NCLEX-RN
NCLEX RN Actual Exam Test Bank
1. Which of the following questions is considered open-ended?
- A. What time did you last take your medications?
- B. Are you feeling okay right now?
- C. Please describe your symptoms.
- D. What day are you available for a follow-up appointment?
Correct answer: C
Rationale: The correct answer is 'Please describe your symptoms.' This question is considered open-ended because it encourages the respondent to provide a detailed and descriptive answer, fostering a more elaborate response. Open-ended questions are designed to prompt thoughtful and detailed responses. Choice A is a closed-ended question since it seeks a specific time for the medication intake. Choice B is also closed-ended as it can be answered with a simple 'yes' or 'no,' limiting the response. Choice D is closed-ended as it requests a specific day for the follow-up appointment, restricting the range of possible responses.
2. Which vacutainer tubes should be used when a requisition calls for blood to be drawn for an H&H and glucose test?
- A. One light blue, one red
- B. Two lavenders
- C. One lavender, one grey
- D. One green, one red
Correct answer: D
Rationale: The correct answer is 'One green, one red.' An H&H test involves hemoglobin and hematocrit, which are components of a complete blood count and are typically drawn in a lavender tube. On the other hand, blood for glucose testing is collected in grey tubes. Therefore, when drawing blood for both an H&H and glucose test, one green tube for glucose and one red tube for H&H should be used. The other choices are incorrect because light blue tubes are used for coagulation studies, lavender tubes are for complete blood counts, and green tubes are for chemistry tests like glucose, while grey tubes are specifically for glucose testing.
3. During a general survey of a patient, which finding is considered normal?
- A. Body mass index (BMI) of 20.
- B. When standing, the patient's base is narrow.
- C. The patient appears older than their stated age.
- D. Arm span (fingertip to fingertip) is greater than the height.
Correct answer: A
Rationale: A body mass index (BMI) of 20 is considered normal as the range for a normal BMI is between 19-24. When standing, a patient's base should be wide for stability and proper weight distribution. An older appearance than the stated age may indicate a history of chronic illness or chronic alcoholism. In a general survey, the patient's arm span (fingertip to fingertip) should approximately equal the patient's height. An arm span greater than the height may suggest Marfan syndrome. Therefore, the correct choice is a normal BMI of 20, which falls within the healthy range. Choices B, C, and D all describe abnormal findings that may indicate underlying health conditions or syndromes.
4. A client is being admitted to the hospital because of a seizure that occurred at his home. The client has no previous history of seizures. In planning the client's nursing care, which of the following measures is most essential at the time of admission?
- A. Place a padded tongue depressor at the head of the bed.
- B. Pad the bed with blankets.
- C. Inform the client about the importance of wearing a medical identification tag.
- D. Teach the client about seizures.
Correct answer: B
Rationale: The most essential measure when admitting a client who had a seizure is to pad the bed with blankets (Option B). This is crucial to prevent injury in case of another seizure. Placing a padded tongue depressor at the head of the bed (Option A) is incorrect as current nursing guidelines advise against putting anything in the client's mouth during a seizure. Informing the client about wearing a medical identification tag (Option C) and teaching the client about seizures (Option D) are important but are more relevant once the cause of the seizure is known. It's crucial to remember that not all seizures are classified as epilepsy.

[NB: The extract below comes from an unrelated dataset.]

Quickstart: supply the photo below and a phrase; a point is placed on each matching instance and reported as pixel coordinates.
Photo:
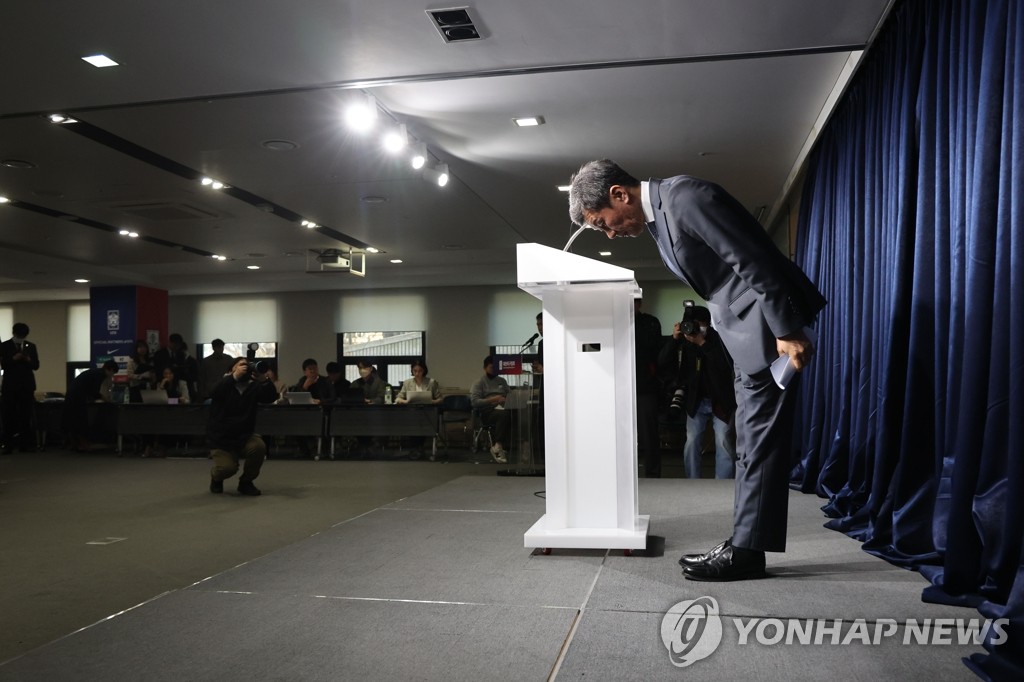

5. Which of the following items of subjective client data would be documented in the medical record by the nurse?
- A. Client's face is pale
- B. Cervical lymph nodes are palpable
- C. Nursing assistant reports client refused lunch
- D. Client feels nauseated
Correct answer: D
Rationale: The correct answer is 'Client feels nauseated.' Subjective data refers to the client's sensations, feelings, and perception of their health status. It can only be reported by the client as it is based on their personal experiences. The feeling of nausea is a subjective symptom that the client experiences and can provide insight into their health condition. Choices A and B represent objective data, as they describe observable or measurable findings that can be detected by the nurse. Choice C involves information reported by someone other than the client, making it indirect and not purely subjective.